Il professore della musica commenta la vita con il Coronavirus

roberto-vecchioni-milano

Roberto Vecchioni e Milano hanno da sempre un rapporto intimo e intenso. Che per il professore della musica italiana è aumentato in modo esponenziale nelle ultime settimane, quelle vissute nel pieno di una pandemia sanitaria qual è il nuovo Coronavirus. Vecchioni, in un’intervista concessa a Il Sole 24 Ore, racconta come vede la sua realtà meneghina durante la fase 2: “Milano non può fare a meno della sua vita sociale, della sua rete di relazioni. Milano è la forza delle sue persone e dovrà andare avanti, seguendo il suo motto di sempre ‘tiremm innanz”, andiamo avanti”.

E per Vecchioni pochi dubbi in merito: “Milano intanto è l’unica città italiana, gli altri sono paesoni”. Per il professore della musica, vincitore in passato anche di un Festival di Sanremo, l’esaltazione per la sua città non finisce mai: “Non è grandissima, ma in qualità è l’unica vera città in Italia. E questo non lo dico, per orgoglio. Il dramma di Milano è che da quest’emergenza è stata colpita al cuore, è rimasta tra vita e morte”.

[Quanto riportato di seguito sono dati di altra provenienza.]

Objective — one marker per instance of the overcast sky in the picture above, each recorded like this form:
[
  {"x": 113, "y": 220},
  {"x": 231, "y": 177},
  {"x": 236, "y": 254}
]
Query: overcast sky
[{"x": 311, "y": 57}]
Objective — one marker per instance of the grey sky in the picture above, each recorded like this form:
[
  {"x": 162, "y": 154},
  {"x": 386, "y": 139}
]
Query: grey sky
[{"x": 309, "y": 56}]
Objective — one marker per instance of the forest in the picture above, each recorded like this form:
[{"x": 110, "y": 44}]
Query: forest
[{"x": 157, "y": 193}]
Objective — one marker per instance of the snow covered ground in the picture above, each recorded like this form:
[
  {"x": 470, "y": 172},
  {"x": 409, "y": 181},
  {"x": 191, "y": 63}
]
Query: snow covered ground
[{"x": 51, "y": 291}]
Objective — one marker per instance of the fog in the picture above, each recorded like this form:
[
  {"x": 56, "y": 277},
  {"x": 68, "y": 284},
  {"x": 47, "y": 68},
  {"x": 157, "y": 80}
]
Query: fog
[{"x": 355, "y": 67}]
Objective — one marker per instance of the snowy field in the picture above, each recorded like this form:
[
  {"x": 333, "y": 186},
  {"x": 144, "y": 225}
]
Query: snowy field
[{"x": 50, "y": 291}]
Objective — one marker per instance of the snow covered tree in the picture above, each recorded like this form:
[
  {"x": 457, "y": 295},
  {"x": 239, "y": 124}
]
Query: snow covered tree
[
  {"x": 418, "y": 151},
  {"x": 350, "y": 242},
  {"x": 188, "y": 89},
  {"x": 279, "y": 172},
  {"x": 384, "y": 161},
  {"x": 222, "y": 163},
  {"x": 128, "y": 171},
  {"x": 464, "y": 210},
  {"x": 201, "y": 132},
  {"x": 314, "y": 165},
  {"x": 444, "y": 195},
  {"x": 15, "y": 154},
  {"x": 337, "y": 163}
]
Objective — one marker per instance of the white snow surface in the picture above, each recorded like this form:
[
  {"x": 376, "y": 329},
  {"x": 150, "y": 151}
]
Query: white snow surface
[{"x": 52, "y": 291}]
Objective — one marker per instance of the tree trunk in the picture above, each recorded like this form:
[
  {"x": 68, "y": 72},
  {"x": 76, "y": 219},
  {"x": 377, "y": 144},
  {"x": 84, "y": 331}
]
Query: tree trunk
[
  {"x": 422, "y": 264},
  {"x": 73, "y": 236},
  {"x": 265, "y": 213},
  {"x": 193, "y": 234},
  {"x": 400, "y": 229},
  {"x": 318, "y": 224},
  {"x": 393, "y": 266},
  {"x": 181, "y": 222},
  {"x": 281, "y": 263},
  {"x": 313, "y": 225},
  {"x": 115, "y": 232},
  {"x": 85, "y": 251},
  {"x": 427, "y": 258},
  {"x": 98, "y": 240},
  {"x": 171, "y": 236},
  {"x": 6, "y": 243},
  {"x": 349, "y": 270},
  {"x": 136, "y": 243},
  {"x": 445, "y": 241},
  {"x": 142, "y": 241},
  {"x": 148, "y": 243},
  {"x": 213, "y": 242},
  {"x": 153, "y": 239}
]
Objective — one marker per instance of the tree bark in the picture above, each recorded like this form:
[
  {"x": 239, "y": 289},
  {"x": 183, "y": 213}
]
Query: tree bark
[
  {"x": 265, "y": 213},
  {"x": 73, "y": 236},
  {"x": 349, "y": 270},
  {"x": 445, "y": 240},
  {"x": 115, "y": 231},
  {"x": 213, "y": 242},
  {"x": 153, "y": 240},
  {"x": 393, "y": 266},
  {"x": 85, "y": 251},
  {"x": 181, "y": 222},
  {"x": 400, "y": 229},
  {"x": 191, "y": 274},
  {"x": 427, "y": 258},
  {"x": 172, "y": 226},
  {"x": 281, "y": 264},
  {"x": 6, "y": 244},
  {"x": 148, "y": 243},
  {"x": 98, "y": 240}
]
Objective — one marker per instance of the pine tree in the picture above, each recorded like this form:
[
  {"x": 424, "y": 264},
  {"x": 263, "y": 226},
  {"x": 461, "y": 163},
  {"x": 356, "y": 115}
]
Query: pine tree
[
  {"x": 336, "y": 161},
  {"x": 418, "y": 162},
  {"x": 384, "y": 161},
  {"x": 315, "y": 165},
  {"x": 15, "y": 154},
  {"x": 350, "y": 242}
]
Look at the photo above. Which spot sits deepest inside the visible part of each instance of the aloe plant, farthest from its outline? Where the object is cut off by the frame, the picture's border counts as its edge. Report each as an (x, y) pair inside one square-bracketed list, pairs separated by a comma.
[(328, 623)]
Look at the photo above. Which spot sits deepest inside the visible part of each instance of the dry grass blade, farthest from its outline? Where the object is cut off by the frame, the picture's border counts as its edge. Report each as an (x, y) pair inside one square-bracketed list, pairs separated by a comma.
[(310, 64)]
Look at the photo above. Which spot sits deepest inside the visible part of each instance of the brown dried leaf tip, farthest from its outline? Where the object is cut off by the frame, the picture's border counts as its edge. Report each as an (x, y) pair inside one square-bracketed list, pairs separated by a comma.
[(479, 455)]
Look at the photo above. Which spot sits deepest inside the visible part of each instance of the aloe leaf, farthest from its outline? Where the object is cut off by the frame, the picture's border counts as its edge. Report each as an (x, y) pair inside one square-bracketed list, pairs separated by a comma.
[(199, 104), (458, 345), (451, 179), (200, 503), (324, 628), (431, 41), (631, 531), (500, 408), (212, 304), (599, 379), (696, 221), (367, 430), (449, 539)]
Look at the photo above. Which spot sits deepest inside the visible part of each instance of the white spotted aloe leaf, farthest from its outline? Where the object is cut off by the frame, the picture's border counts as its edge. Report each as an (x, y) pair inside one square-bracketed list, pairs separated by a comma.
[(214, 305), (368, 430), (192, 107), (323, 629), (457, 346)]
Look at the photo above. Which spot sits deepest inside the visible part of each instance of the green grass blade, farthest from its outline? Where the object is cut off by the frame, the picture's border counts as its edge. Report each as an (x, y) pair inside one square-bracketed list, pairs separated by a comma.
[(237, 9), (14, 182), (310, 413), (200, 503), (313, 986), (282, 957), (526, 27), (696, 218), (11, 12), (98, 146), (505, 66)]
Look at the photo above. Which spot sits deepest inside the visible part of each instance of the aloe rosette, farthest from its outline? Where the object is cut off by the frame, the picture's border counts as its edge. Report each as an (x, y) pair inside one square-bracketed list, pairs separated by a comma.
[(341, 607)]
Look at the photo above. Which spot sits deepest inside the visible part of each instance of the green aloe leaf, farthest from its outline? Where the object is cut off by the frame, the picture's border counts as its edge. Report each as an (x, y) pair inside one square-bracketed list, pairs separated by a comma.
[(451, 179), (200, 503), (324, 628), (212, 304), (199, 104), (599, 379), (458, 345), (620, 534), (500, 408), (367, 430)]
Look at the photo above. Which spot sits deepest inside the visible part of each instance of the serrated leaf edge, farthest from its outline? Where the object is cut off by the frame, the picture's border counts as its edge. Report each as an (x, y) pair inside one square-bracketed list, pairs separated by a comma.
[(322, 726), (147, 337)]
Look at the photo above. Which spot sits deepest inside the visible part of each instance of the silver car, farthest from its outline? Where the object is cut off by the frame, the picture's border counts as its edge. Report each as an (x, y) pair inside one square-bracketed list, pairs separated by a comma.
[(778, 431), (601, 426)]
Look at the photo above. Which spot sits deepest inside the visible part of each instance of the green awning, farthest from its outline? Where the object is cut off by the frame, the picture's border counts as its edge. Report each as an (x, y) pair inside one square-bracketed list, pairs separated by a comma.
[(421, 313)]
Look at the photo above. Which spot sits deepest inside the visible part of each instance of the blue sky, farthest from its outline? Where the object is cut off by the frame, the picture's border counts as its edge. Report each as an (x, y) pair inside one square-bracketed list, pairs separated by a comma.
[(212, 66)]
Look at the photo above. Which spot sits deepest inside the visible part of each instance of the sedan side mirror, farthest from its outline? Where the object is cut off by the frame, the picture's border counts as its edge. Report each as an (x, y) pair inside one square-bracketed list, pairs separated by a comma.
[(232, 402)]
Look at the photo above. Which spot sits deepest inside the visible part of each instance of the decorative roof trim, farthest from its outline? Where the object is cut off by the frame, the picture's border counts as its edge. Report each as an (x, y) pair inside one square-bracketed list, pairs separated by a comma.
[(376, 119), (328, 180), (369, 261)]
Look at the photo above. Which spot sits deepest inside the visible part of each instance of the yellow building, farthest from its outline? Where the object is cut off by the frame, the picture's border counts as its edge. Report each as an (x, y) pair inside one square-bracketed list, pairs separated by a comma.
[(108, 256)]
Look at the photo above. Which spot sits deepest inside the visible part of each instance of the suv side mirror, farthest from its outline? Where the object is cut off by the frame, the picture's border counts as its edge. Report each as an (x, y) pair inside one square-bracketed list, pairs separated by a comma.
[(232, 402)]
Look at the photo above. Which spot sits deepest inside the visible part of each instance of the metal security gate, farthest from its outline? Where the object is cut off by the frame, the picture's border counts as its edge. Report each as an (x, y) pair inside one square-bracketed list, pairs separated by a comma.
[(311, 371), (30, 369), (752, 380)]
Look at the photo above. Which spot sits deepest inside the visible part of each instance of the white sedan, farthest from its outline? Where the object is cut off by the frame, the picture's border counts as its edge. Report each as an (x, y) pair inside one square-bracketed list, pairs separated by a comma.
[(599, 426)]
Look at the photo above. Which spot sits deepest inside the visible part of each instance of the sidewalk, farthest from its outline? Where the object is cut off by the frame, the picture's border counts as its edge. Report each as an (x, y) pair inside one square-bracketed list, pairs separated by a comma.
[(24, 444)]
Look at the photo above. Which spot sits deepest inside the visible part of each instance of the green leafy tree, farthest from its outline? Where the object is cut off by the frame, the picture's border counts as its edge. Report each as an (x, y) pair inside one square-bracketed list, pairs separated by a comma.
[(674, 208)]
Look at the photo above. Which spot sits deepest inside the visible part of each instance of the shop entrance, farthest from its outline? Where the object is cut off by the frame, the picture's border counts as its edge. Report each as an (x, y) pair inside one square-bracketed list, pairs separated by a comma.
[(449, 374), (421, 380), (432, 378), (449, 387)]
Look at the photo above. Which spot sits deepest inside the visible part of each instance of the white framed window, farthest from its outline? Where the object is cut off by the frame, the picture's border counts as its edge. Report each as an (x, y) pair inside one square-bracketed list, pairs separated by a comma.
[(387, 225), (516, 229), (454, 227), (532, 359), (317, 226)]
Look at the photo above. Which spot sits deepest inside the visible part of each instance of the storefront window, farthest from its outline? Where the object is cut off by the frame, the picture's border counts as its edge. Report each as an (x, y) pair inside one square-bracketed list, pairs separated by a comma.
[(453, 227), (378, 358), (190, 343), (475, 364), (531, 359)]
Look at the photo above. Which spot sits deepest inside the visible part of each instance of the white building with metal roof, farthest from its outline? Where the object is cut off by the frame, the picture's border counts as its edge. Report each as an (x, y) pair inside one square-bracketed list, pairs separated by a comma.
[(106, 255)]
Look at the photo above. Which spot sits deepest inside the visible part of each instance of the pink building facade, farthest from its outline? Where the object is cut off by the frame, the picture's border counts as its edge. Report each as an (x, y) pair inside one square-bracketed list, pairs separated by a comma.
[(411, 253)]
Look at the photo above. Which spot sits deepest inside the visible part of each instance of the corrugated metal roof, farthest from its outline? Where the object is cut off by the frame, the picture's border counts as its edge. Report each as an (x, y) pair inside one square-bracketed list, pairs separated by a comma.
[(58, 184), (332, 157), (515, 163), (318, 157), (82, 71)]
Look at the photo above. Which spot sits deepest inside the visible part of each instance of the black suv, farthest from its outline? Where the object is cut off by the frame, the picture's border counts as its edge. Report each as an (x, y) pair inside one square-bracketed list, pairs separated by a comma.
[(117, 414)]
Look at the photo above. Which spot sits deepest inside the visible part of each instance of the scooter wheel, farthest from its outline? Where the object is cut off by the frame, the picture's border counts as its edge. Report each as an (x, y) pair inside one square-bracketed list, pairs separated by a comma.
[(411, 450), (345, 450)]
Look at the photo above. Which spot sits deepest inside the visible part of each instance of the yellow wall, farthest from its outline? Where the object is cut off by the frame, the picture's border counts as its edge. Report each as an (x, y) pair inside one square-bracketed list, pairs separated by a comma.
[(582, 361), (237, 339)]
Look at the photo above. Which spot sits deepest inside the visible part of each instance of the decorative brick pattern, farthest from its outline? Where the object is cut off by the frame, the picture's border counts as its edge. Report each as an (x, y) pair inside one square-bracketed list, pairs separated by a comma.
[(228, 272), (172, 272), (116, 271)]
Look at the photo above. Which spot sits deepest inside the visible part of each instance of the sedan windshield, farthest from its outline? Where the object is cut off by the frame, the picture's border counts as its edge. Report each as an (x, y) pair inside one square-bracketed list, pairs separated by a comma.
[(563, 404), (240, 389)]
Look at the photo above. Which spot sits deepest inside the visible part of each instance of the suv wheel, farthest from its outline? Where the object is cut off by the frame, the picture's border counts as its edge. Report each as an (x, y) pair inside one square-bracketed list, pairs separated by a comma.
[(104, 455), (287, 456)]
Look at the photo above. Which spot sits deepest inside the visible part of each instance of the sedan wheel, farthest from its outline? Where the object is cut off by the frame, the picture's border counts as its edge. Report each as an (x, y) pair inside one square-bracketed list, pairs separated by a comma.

Roberto Vecchioni e la sua Milano

Il Coronavirus, infatti, rischia di tramortire il motore del Paese, ovvero la città di Milano: “L’arte, l’economia, il lavoro, il pensiero: quando si ferma il cuore, si ferma circolazione. Ogni organo pensa di poter vivere da solo, ma non può. E quindi nessun paese, nessuna città, nessuna regione italiana può vivere, se muore Milano”. E si deve ripartire quanto prima, sennò si rischia che i milanesi si smarriscano: “È come se uno si svegliasse a Genova senza mare. Per Milano, il suo mare è il suo lavoro, la sua capacità ergonomica, la sua capacità di confronto dal vivo. Sarebbe come per Genova o Napoli perdere il mare, o come se Roma non avesse più le sue chiese”, commenta Roberto Vecchioni.

Il musicista italiano evidenzia: “L’altezza di Milano è la forza attiva delle persone. E la possibilità di prendersi una malattia – rispettando ora tutte le misura di sicurezza – pesa meno delle conseguenze di non muoversi. Chi è fermo, è finito”. Per Vecchioni in questi mesi si è assistito a un sentimento di totale invidia nei confronti di Milano: “Davanti ad una città così grande e così capace di trascinare il resto d’Italia. È come se fosse la favola della formica e la cicala al contrario”.